Share your dilemmas and get honest opinions from other Mumsnetters.

AIBU to question the impact of WW1 and 2 on society today?

96 replies

westridingpauperlunaticasylum · 21/01/2018 21:59

My great grandparents were directly impacted by WW1. The men fought in France, the women tried to keep families alive. We lost relatives in the conflict but those that returned turned to drink. WW2 I had a grandfather who was a Japanese POW. His experiences influenced a whole family on his return and I think the effects reverberate now. Did the 20th century wars create the society we have now? People talk about 'these days' negatively with a sense of nostalgia which pisses me right off. Today is influenced by the past and we have no control over that.

OP posts:
leiaorganashair · 22/01/2018 21:46

They are comparable in the impact on those regions, surely? Less impact on Britain than WWII, but just as much if not more on people from those regions. The global scale of a war and the impact on those who lived through a war are two completely different things. The Blitz had little impact on my mother's family. They still suffered huge trauma in WWII.

numbereightyone · 22/01/2018 21:53

Of course war impacts those directly involved.

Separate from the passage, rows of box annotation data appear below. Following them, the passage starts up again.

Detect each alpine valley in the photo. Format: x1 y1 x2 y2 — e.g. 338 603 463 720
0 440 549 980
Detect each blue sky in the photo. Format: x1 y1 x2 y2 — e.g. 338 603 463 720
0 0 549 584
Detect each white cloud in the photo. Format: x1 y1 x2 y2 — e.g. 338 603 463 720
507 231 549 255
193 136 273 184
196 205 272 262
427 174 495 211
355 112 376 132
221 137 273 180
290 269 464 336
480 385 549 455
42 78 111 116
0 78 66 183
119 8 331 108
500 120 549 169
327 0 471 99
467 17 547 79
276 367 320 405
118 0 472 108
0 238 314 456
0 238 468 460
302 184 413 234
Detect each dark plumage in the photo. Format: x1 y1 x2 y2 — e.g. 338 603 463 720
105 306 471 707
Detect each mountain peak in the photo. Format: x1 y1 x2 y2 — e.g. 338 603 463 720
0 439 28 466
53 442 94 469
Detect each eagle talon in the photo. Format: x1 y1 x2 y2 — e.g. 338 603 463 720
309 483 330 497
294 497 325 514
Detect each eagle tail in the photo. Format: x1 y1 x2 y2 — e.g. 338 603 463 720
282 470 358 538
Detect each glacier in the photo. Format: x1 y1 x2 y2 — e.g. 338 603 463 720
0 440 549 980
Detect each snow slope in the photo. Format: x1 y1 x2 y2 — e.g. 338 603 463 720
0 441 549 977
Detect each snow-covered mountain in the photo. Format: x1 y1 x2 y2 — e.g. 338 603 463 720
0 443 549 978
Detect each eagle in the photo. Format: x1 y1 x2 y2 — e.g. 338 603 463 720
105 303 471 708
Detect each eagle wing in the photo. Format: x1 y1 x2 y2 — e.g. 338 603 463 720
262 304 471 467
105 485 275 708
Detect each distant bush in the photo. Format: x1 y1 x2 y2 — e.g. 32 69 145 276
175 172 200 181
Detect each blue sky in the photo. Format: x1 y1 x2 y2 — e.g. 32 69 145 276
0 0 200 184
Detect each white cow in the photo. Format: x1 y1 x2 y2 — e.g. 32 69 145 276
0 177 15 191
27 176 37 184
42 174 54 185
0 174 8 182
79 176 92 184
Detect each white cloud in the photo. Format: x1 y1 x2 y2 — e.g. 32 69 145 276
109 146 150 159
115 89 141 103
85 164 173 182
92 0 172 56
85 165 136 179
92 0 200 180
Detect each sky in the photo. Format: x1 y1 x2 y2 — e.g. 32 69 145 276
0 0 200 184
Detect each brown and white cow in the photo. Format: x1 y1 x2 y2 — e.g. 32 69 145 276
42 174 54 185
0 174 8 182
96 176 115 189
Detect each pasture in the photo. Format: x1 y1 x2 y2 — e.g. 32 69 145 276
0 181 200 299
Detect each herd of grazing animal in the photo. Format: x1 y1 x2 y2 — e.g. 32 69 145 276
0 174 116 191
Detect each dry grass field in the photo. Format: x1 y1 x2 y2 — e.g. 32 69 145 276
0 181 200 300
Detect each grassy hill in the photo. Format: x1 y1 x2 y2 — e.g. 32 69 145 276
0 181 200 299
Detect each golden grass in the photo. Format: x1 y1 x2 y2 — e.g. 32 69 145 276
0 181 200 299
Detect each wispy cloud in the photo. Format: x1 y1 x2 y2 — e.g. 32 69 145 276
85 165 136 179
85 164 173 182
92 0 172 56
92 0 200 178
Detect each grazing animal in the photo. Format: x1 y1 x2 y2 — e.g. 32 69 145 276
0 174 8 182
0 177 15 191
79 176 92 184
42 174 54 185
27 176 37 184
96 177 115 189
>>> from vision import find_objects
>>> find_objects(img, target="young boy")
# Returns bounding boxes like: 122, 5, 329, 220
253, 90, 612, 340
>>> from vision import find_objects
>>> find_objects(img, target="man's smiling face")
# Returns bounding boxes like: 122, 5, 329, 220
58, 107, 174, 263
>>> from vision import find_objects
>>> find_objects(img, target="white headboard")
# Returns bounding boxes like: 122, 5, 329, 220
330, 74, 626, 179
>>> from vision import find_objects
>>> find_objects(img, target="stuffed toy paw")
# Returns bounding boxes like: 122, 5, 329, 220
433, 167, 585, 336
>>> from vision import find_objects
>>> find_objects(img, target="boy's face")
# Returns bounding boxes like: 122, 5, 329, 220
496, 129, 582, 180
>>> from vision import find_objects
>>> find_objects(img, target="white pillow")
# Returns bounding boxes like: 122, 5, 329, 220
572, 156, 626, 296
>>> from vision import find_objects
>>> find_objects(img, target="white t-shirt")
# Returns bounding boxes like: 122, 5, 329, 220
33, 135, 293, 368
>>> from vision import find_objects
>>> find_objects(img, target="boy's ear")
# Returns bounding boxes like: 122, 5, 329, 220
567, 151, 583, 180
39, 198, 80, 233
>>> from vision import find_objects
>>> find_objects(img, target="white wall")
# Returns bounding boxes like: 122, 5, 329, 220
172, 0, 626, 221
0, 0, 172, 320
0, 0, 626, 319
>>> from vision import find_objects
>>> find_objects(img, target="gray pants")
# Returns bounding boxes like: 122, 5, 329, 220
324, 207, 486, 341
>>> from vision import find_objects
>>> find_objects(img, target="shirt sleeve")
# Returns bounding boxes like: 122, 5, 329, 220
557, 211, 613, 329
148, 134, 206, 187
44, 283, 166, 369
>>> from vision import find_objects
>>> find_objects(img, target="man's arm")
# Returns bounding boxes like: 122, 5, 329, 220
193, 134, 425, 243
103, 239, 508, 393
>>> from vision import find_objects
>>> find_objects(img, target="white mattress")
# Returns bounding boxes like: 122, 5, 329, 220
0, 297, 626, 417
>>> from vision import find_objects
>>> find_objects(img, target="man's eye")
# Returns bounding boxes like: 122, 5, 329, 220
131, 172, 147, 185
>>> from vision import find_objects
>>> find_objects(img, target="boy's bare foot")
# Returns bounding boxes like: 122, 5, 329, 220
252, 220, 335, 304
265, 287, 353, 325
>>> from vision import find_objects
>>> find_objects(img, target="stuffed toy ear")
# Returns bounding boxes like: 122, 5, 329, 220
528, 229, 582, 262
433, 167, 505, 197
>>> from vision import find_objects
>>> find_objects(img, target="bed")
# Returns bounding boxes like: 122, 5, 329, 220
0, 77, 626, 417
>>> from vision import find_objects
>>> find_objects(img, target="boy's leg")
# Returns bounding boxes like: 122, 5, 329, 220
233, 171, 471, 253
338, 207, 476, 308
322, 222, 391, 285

OneWildNightWithJBJ · 22/01/2018 21:57

This is an interesting thread. My Nan's first husband was killed in WW2, so it's strange to think my dad, me, my brothers, my kids, nephews, nieces wouldn't be here if not for the war.

My dad was born just after the war, when food rationing still existed and paper was scarce. Consequently, my parents encouraged us to eat all our food and, although I don't force my DC to eat everything, I do hate that feeling of waste. Same goes for paper! My dad always uses every scrap of paper and so do I!

I guess also, my aunt was evacuated during the war and I think that affected her relationship with her younger sisters (my mum).

Sandsnake · 22/01/2018 22:01

Interesting topic. My family was, on both sides, an ‘inbetween’ family - great-grandparents were slightly too young for WWI and my grandparents were too young for WWII. Lucky. It’s tragic how the spacing of the wars meant that successive generations in families often had to fight. I wonder whether the comparative stability of my parents’ families is in any way related to that? It would be a fascinating wider study.

WesternMeadowlark · 22/01/2018 22:15

I'm both reassured and saddened to read so many others saying that WWI and WWII affected the psychological health of multiple generations of their families.

WWII definitely played into the issues in my extended family, issues that have had a huge effect on my life, and it's always been weird to me to remember that I'm effectively still paying the price for what the world descended into in the 1930s.

Especially since the lessons we were supposed to learn from it are fast being forgotten. Not only are they of the utmost importance, some of us are still living in the shadow of the last mess! We can't afford another one on top of that.

UK-centred point of view, there, obviously. For people who've experienced similar first hand since, this will be even more immediate. It's like planting land mines. Even when a war is over, it's not actually over. Not for a long time.

And I understand people feeling a connection to the WWII era and some of its cultural elements, especially given how much it's affected us, but actual nostalgia? Suggesting things were better then? Horrible.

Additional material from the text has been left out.